It happened again. Just the way it always happens. I'm sick of it. I'm frustrated. I think it may be time to return to the drawing board.
As always at the office, I answered the phone the other day by saying:
"Bob Levey speaking."
The first thing the voice on the other end said was:
"Is this Bob Levey? "
Now, even this early in the conversation, there's probably no way to rescue it.
Most of the time this happens --and it happens at least once a week--I'm already thinking: "Who the heck do you think it is, numbskull? I just told you it's Bob Levey speaking."
Or: "I can hardly wait for the rest of this conversation. This guy must be as alert as Sleeping Beauty. Notice how quick on the uptake he's been so far."
Or I let my mind wander a little: "Y'know, pal," I say to myself, as the voice on the phone tries to grapple with the fact that I really am Bob Levey, "the world has gone to the dogs. People are so stunned by the fact that a guy answers his own phone, rather than having a secretary to do it, that they get discombobulated right before your very ears."
But what do I actually say when "Is this Bob Levey? " happens?
Usually: "Yes, sir-or-ma'am, this is Bob Levey."
Truly, you do catch more flies with honey.
But I've been thinking that I should change my act.
Maybe I should simply say "Hello," the way I do at home.
Maybe I should be a tough guy and bark, "Levey," in a tone that says unmistakably, "I'm very busy, and you're interrupting me."
Maybe I should come up with a longer spiel -- something like, "This is Bob Levey, may I help you?" --to give the caller a little more time to fasten onto the fact that I am the very soul he is trying to reach.

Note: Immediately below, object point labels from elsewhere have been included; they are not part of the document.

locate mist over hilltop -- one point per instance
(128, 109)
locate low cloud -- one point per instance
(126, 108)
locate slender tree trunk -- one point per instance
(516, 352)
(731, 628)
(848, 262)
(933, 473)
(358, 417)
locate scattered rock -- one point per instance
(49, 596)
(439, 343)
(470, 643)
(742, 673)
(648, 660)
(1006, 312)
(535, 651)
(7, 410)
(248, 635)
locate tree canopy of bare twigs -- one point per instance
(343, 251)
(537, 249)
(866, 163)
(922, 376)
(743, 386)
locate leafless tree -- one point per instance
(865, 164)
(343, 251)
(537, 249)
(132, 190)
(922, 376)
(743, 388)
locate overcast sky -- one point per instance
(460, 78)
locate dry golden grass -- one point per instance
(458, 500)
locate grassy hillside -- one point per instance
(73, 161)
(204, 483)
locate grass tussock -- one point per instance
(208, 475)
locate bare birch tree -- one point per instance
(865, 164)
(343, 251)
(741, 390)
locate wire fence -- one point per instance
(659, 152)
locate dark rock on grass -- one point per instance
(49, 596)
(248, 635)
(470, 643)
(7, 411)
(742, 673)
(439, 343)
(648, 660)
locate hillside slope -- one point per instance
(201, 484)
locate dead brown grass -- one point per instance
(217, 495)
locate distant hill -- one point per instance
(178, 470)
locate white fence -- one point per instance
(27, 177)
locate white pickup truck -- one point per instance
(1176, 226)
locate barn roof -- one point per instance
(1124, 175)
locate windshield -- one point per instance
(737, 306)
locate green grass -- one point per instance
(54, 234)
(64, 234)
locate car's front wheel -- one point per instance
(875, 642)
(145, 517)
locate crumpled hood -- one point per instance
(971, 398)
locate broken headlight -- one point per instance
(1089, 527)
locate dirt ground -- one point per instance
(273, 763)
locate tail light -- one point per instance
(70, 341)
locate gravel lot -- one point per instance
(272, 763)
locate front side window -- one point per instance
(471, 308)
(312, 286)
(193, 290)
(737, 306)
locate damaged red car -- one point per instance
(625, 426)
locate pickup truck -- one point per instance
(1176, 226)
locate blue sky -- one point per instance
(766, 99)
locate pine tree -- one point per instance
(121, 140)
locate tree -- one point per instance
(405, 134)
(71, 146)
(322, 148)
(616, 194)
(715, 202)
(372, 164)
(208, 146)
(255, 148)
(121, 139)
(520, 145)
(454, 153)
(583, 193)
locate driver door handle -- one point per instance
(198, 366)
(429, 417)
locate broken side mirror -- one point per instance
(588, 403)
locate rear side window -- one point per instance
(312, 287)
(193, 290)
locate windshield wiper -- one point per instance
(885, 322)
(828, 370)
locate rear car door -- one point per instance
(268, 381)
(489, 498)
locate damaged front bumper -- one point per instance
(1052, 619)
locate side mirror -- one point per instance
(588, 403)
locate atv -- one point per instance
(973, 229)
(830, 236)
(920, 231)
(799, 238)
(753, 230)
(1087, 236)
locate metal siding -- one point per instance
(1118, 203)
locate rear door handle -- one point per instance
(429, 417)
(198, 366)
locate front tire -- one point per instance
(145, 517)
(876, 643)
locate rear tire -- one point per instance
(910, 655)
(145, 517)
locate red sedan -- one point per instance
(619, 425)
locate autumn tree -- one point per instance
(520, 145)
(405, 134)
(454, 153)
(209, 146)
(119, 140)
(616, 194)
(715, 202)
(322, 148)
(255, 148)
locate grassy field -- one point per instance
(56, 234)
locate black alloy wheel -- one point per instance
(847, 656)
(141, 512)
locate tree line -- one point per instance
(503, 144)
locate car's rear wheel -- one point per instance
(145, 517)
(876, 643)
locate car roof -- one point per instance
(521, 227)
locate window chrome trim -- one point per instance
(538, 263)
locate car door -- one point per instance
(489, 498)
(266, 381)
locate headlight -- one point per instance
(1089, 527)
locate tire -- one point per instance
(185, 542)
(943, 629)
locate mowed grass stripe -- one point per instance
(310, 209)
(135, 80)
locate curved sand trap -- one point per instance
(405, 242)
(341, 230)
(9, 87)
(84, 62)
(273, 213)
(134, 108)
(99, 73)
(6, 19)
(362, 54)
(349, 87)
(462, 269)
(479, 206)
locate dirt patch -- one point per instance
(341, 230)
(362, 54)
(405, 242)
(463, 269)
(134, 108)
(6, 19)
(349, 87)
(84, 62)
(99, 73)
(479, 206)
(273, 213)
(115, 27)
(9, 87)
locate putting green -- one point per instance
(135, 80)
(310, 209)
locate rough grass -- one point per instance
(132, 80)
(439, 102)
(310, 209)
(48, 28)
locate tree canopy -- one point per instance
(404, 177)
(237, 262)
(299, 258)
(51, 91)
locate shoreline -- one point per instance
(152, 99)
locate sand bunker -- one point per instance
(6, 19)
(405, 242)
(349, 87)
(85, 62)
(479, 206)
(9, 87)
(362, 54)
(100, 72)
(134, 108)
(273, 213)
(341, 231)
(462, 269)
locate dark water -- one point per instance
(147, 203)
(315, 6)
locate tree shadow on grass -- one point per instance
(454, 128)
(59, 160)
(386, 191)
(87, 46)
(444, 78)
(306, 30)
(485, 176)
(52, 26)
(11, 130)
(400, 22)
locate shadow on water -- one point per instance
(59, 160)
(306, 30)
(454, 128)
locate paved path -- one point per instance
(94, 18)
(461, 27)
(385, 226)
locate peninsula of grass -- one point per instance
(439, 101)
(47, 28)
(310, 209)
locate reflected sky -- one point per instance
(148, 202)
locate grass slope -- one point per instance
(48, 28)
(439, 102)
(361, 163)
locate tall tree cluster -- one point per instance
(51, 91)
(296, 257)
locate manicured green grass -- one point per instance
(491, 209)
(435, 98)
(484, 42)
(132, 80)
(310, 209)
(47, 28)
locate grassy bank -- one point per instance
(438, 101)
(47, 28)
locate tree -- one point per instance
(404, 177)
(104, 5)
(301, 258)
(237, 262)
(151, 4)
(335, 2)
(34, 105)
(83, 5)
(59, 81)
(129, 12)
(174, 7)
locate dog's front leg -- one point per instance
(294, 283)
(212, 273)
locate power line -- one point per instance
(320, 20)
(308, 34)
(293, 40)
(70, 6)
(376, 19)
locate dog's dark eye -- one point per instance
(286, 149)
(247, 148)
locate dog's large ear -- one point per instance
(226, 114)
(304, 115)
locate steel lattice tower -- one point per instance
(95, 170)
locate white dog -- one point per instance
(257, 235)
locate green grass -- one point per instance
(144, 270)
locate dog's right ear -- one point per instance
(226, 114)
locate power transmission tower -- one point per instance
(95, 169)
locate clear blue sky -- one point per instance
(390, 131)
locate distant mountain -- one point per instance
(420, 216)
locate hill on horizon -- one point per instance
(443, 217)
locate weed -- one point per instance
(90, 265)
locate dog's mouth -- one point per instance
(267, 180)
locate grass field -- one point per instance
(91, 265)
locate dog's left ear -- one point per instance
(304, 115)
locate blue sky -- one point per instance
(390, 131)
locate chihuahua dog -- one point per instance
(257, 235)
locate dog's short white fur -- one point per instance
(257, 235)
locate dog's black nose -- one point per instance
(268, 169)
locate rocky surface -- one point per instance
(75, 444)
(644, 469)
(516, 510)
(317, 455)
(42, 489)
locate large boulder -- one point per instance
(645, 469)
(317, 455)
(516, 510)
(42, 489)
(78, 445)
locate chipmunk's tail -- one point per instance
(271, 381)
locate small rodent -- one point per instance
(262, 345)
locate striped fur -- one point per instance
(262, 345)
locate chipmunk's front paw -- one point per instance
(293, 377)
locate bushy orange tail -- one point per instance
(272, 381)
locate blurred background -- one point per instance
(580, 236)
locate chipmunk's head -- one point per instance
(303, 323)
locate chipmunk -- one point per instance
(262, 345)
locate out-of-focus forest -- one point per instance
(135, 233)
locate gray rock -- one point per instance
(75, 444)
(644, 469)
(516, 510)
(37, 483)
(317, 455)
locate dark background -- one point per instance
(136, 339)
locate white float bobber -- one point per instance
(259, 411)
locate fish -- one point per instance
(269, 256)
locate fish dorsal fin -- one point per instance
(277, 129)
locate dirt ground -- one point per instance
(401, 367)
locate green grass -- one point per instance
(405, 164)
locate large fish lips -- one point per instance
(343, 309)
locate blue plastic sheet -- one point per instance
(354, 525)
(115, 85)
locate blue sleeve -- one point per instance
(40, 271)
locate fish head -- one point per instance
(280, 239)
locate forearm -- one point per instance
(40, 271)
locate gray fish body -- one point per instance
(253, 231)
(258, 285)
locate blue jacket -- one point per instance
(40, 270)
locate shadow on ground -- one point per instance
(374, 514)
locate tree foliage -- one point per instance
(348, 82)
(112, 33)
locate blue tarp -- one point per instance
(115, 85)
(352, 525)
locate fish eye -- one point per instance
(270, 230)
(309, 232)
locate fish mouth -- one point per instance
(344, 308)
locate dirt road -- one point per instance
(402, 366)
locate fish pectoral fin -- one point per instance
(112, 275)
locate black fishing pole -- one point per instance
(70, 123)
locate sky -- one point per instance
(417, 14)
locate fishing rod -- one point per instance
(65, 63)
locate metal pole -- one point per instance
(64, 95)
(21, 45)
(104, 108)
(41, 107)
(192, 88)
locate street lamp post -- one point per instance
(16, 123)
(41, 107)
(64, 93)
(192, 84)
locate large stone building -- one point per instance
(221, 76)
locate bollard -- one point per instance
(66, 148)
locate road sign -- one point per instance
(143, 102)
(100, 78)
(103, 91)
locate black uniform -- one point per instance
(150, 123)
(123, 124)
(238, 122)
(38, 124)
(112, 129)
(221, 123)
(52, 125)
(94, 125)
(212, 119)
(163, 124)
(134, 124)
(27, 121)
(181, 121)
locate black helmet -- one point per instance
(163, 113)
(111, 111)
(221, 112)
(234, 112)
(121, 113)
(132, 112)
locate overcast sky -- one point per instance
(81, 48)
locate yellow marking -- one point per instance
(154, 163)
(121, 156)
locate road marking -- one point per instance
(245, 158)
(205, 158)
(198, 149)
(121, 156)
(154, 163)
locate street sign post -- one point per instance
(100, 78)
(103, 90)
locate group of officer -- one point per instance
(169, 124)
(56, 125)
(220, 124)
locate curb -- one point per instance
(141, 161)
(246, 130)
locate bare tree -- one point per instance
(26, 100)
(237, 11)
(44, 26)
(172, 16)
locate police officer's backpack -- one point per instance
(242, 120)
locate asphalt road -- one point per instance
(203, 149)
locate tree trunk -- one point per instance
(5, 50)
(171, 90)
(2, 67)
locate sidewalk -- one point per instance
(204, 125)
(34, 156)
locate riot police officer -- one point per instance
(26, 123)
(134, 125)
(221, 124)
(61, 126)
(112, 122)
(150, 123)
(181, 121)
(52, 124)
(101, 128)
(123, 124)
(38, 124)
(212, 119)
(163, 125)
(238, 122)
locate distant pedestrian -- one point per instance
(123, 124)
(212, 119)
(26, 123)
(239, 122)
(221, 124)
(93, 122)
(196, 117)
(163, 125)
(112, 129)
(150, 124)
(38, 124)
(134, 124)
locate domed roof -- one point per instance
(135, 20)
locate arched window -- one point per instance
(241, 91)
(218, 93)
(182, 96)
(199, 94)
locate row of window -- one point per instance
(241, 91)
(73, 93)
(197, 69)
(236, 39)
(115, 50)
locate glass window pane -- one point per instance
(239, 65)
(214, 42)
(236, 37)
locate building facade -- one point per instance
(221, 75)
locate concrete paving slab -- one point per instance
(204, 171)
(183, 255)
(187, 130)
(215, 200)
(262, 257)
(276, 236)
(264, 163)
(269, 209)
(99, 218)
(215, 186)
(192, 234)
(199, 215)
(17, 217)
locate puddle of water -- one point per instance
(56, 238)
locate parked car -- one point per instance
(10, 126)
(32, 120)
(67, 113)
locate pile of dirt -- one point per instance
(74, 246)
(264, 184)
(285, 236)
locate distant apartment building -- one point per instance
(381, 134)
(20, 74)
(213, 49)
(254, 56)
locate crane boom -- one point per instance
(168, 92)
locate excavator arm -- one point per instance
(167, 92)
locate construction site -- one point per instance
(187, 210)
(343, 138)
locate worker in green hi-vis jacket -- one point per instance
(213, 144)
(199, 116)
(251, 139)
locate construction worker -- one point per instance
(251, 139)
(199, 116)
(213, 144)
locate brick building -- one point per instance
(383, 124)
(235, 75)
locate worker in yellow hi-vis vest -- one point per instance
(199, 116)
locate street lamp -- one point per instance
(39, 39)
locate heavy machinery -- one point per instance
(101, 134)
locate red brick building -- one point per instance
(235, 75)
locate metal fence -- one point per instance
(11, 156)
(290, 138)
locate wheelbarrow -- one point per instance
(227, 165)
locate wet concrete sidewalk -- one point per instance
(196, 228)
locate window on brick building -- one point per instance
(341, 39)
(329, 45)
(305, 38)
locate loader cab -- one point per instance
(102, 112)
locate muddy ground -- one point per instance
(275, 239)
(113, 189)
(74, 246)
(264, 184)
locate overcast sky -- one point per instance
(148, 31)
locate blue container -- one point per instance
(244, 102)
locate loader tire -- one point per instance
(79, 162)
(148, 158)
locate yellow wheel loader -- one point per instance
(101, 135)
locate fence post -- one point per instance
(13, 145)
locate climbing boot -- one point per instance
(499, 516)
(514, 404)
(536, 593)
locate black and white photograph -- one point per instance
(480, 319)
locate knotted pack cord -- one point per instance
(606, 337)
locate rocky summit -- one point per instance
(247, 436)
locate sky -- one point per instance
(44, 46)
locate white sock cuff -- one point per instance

But "hello" would invite the same question from the caller that I get now. Barking my last name might scare someone (and I'm not always that busy). And the longer spiel might take too much time and patience on days when I am that busy.
So "Bob Levey speaking" it is. It may not be the soul of brevity, or of wit. And it may invite a wry caller to reply, "I didn't think you were whispering, Bob." But aren't the alternatives worse?